Surabaya Tetap Berlakukan UN Online bagi SMA/SMK

12 Februari 2015 Berita Pendidikan


Dinas Pendidikan (Dispendik) Surabaya menyambut gembira tentang rencana penghapusan Ujian Nasional (UN) online. Pasalnya, Dispendik Surabaya sendiri menyatakan kurang setuju dengan diadakannya UN online yang akan diberlakukan untuk pelajar SMP.

"Sudah saya bilang dari awal, di Surabaya semua SMA/SMK siap mengikuti UN online. Tapi, kalau SMP, kami tidak bisa paksakan," kata Kepala Dispendik Ikhsan Jumat (6/2).

Akan tetapi kesiapan UN online tingkat SMP berbanding terbalik dengan SMA/K. Jumlah peserta yang mendaftar untuk ikut UN online SMA/SMK justru banyak. Bahkan, sekolah dan lembaga yang mendaftar justru di luar 198 pilot project yang sudah ditentukan.

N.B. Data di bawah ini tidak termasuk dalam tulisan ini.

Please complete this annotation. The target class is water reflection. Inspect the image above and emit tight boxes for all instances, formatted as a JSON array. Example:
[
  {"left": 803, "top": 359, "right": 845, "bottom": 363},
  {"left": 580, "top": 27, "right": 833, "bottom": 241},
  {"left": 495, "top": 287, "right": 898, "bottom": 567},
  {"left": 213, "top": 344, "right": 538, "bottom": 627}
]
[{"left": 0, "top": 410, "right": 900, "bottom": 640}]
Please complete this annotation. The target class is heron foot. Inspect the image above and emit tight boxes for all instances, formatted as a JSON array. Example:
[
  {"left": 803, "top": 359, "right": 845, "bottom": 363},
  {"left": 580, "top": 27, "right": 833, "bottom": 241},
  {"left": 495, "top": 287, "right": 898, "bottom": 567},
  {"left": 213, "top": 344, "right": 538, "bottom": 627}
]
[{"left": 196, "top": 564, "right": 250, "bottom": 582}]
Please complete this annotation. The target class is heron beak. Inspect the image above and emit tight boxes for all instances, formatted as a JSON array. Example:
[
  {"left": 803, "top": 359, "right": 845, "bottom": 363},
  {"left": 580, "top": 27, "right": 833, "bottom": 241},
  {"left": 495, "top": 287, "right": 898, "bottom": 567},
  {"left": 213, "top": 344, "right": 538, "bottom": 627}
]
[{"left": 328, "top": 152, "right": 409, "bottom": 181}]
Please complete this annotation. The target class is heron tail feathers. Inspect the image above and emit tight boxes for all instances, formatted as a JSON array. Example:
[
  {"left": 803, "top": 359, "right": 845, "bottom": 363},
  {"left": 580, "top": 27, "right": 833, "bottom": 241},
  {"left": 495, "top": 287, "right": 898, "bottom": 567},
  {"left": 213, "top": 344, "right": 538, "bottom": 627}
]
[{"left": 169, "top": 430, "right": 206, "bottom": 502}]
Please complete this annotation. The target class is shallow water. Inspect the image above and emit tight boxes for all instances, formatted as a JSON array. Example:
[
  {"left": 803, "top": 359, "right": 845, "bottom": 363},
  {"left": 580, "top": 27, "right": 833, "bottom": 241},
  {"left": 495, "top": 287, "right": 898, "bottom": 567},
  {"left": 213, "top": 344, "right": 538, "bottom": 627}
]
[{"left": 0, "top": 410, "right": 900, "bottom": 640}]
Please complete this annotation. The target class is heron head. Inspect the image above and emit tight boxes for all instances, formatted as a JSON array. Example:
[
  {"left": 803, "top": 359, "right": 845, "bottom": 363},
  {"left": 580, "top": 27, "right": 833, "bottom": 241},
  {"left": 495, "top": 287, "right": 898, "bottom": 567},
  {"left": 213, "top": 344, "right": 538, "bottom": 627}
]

"Saat ini di Surabaya saja, sudah ada 53 (sekolah) yang mendaftar. Ada 29 SMK dan 24 SMA," jelas Kepala Dispendik Provinsi Jawa Timur, Harun.

Diyakini jumlah tersebut akan terus bertambah dikarenakan banyaknya sekolah di Surabaya yang ikut UN. Bahkan, menurut Harun kalaupun ada 198 sekolah yang menjadi pilot project tidak ikut, masih akan ada sekolah di luar pilot project yang akan ikut mendaftar.

Hal tersebut dibuktikan dengan jumlah yang mecapai 53 sekolah dan bahkan sejak Januari lalu, sudah ada 107 lembaga yang mengkonfirmasi ke Dispendik Jatim dalam kesiapan UN online.

Melihat banyaknya sekolah yang antusias akan hal ini Dispendik Jatim memperpanjang konfirmasi pendaftaran kepersertaan UN yang awalnya ditutup pada 30 Januari dan kini diperpanjang hingga 12 Februari 2015.

Bergerak cepat, Dispendik menugaskan Tim CBT yang akan mendata sekolah dan mengisi database di computer sekolah dengan tujuan kesiapan perangkat sejak dini untuk menghadapi hari-H pelaksanaan Ujian Nasional.